Friday, July 8, 2011

Big Brother Time



I LOVE BIG BROTHER, It's been another year. I once auditioned to be on the last season I did not get on it. This show takes random people and puts them together and makes them compete in all sorts of weird things for food, money and power. The BB theme is expect the unexpected. Which always mean some crazy stuff will go down. This year right off the bat the 8 new house guests have to team up. The next twist is three power couples come back into the house. My favorite part about this is that my girl Jordan the cutest little southern bell ever is back. While she has a good looking, nice guys, (rats) I can still dream. This year I have showtime so I can watch the after dark hour or two. Which means maybe I'll see a fully or two. For the next two month or so I'll be regularly updating what has happened, what I liked and disliked. So if your a fan follow me and let me know what your thinking and I'll follow your BB updates too. Right now I gotta go and watch. I LOVE THIS SHOW!!!!!

Thursday, July 7, 2011

On this day #2


So I think I'm going to do a weekly this day in history bolg, but It's going to be odd things or it might even be tied into current affairs. Kind of like this one, Casey Anthony possible got away with murder this week. On this day in 1865 Mary Surratt was the first woman executed by the U.S federal government. She was executed for her role as a conspirator in the assignation of president Abraham Lincoln.

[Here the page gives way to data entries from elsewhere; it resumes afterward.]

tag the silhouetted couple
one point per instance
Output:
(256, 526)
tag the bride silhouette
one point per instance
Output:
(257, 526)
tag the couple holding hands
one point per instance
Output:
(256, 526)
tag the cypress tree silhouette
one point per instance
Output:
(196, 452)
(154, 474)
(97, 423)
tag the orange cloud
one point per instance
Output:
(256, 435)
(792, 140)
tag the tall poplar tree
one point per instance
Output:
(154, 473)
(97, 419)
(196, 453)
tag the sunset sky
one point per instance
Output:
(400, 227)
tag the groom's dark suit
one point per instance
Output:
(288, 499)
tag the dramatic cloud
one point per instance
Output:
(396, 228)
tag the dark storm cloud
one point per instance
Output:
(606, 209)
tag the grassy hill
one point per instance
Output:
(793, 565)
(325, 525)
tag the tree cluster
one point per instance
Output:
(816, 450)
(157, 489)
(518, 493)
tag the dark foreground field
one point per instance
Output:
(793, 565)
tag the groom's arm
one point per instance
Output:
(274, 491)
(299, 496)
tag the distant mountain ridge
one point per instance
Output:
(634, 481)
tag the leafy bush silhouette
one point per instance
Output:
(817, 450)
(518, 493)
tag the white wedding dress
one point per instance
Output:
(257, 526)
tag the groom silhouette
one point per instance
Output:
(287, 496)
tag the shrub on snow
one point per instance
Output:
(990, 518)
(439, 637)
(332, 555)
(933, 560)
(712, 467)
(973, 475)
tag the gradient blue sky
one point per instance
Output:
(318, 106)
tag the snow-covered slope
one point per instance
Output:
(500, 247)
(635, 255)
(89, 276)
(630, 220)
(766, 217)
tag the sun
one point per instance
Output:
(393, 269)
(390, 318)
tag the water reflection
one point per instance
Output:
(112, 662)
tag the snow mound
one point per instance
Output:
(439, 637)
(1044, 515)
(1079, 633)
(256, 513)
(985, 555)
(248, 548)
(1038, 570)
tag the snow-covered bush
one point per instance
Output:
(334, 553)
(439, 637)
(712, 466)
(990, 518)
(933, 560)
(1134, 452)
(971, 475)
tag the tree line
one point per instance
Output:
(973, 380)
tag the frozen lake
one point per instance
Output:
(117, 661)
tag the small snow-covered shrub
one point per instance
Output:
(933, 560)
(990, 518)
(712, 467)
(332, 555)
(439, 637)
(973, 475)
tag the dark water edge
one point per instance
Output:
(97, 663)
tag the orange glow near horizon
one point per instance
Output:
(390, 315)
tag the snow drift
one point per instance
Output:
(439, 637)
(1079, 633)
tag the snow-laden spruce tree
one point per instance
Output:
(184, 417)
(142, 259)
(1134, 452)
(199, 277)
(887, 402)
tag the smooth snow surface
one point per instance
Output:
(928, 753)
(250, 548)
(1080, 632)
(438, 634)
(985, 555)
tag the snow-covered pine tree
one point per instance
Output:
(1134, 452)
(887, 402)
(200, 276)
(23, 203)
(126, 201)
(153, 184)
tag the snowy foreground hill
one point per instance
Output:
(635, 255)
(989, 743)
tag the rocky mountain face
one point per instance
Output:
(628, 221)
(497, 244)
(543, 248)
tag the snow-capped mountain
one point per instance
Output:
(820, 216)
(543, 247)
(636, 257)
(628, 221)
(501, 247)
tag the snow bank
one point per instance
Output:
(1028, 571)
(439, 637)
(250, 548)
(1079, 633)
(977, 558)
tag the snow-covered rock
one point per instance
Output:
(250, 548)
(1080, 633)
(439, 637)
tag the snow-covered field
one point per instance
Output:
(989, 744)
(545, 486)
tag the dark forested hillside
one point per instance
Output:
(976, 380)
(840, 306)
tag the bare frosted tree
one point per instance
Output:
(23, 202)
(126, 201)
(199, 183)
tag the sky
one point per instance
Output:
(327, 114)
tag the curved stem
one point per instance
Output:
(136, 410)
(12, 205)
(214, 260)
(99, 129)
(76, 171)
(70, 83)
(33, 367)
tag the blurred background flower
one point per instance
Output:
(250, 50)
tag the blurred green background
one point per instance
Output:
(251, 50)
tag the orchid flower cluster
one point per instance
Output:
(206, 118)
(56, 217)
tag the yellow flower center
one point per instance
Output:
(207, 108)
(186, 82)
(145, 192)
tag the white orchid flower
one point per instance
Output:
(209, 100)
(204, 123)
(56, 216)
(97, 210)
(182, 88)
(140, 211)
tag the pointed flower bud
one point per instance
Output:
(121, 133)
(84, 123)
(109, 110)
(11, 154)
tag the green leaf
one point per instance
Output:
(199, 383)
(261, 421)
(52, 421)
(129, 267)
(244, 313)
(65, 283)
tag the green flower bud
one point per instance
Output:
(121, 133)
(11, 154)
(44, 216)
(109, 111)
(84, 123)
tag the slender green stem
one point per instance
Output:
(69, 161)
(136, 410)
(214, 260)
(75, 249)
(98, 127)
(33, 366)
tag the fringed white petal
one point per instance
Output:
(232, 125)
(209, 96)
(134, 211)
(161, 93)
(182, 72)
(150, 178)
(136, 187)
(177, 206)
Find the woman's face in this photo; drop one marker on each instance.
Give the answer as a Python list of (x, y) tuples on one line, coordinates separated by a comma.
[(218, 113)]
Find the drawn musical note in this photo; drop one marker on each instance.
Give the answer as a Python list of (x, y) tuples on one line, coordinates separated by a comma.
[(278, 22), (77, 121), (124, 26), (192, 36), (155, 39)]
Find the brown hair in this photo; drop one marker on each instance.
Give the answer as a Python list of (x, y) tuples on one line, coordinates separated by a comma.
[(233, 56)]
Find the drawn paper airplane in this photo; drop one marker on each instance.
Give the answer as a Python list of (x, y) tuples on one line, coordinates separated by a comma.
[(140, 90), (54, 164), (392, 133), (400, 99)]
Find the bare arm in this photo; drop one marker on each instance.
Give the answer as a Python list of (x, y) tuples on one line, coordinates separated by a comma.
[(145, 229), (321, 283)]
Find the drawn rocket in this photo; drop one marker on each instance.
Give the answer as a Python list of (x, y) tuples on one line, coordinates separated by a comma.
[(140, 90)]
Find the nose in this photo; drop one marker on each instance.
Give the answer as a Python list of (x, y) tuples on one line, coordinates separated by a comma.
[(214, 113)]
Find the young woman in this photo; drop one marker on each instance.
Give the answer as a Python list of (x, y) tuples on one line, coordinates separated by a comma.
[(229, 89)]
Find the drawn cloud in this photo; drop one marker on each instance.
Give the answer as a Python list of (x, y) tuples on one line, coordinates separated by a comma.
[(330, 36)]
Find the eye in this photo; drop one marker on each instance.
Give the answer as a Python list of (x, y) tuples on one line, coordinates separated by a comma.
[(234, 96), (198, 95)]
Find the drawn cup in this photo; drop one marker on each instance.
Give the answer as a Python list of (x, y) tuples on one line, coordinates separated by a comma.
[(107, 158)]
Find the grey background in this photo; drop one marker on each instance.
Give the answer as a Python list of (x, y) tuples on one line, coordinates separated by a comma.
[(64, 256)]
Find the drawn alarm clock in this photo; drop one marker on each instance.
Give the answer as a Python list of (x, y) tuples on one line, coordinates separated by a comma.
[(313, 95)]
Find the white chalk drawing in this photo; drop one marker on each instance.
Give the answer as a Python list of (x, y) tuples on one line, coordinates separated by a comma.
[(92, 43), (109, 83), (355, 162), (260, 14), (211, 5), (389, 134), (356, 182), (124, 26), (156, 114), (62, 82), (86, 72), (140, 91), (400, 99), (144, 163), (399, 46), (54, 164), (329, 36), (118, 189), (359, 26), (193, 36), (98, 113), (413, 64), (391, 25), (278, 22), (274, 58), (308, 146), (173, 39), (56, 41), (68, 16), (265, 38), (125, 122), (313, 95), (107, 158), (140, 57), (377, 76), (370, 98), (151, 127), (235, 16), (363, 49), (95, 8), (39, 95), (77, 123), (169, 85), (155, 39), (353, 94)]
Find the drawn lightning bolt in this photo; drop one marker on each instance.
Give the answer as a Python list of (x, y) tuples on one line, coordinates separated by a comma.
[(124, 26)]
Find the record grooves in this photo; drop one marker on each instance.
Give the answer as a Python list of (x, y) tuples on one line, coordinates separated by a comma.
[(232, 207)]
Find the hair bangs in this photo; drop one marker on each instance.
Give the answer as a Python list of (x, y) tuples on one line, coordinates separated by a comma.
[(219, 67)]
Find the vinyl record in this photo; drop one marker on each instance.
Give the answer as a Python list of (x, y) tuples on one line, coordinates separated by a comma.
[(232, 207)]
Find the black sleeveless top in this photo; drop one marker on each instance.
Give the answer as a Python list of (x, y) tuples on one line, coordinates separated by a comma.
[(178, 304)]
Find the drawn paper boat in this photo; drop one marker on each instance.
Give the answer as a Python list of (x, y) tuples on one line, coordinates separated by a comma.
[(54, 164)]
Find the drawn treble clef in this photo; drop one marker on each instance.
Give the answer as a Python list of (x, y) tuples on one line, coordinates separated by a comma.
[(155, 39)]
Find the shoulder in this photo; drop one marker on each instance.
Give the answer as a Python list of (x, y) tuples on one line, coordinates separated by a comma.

This could be you miss Anthony, You may or may not have killed your daughter. You are getting a second chance at life. I really hope you lead a better life than O.J did. Or it will be your name on the headstone.














Wow, I'm creative sometimes. Ha! Now to the brain numbing review of last nights Rivals episode. Let me just tell you I have hated CT on every real world challenge I have watched except this one. He is a game changer for the hater Wes, the loud mouth Kenny and the know it all Evan. Don't get me wrong CT is still a dick and a bully but he adds a new element to the game. The girls that went in to the "jungle" were stupid. They tried to BS that they were going to throw the competition. This would have been a good strategy had the game in the jungle been a physical one. However it was a game of chance. Which set those two dummies home.